Over the next three years, Misty Albion was connected by submarine telegraph cables to Ireland, Belgium, Germany and the Netherlands.

In 1854 a connection was established between the Mediterranean islands of Sardinia and Corsica, and then the telegraph cable reached the Apennine Peninsula, connecting these islands to the mainland. The question of conquering the Atlantic Ocean was on the agenda.

Beginning in 1857, four attempts to lay a transatlantic telegraph cable ended in failure, and finally, in 1866, an expedition of the then famous leviathan, the giant steamer Great East, was crowned with success: in just two weeks, from July 13 to 27, the first telegraph line was laid between the west coast of Ireland and the Canadian island of Newfoundland.

Laying telegraph cables

Cable connection (after the first disaster) on board the Great Eastern on 25 July 1865. Color reproduction, National Maritime Museum, Greenwich, London

Not even in his wildest dreams did Samuel Morse dare hope for such a triumphant march for his child.The inventor was lucky enough to see in person the universal and undeniable recognition of his merits and even a monument erected in Central Park in New York.


The statue of Samuel Morse

Statue of Samuel Morse by Byron M. Pickett, Central Park, New York, 1871.

Another notable inventor, the Russian scientist Pavel Lvovich Schilling, was much less fortunate.

In the same October 1832, when Morse was thinking about the creation of a telegraph apparatus on Sully's packet boat, a similar device suitable for practical use had already been built by Schilling and demonstrated to the public in St. Petersburg. But, as often happens with other inventions, despite the great interest of the educated society in the new device, the government was in no hurry to introduce it.

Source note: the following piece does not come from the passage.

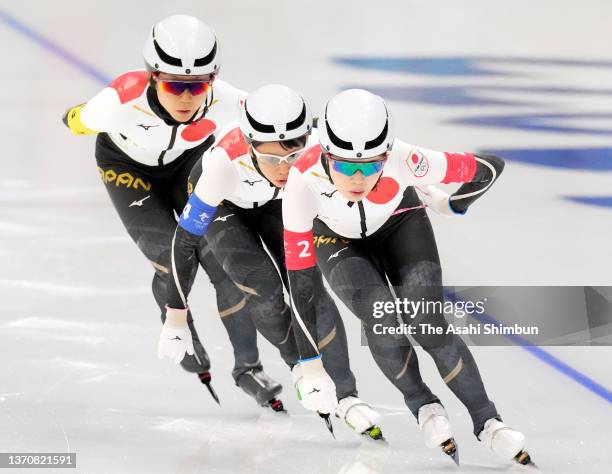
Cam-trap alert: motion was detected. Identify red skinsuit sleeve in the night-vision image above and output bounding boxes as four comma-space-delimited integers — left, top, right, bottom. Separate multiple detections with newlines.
442, 152, 476, 184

It was only after Schilling successfully presented his apparatus at a congress of natural scientists and physicians in Bonn in September 1835 that the government formed a "Committee for the Examination of the Electromagnetic Telegraph", which commissioned Schilling to establish telegraphic communication between Peterhof and Kronstadt. But the scientist did not time to complete this work: in the summer of 1837 he died.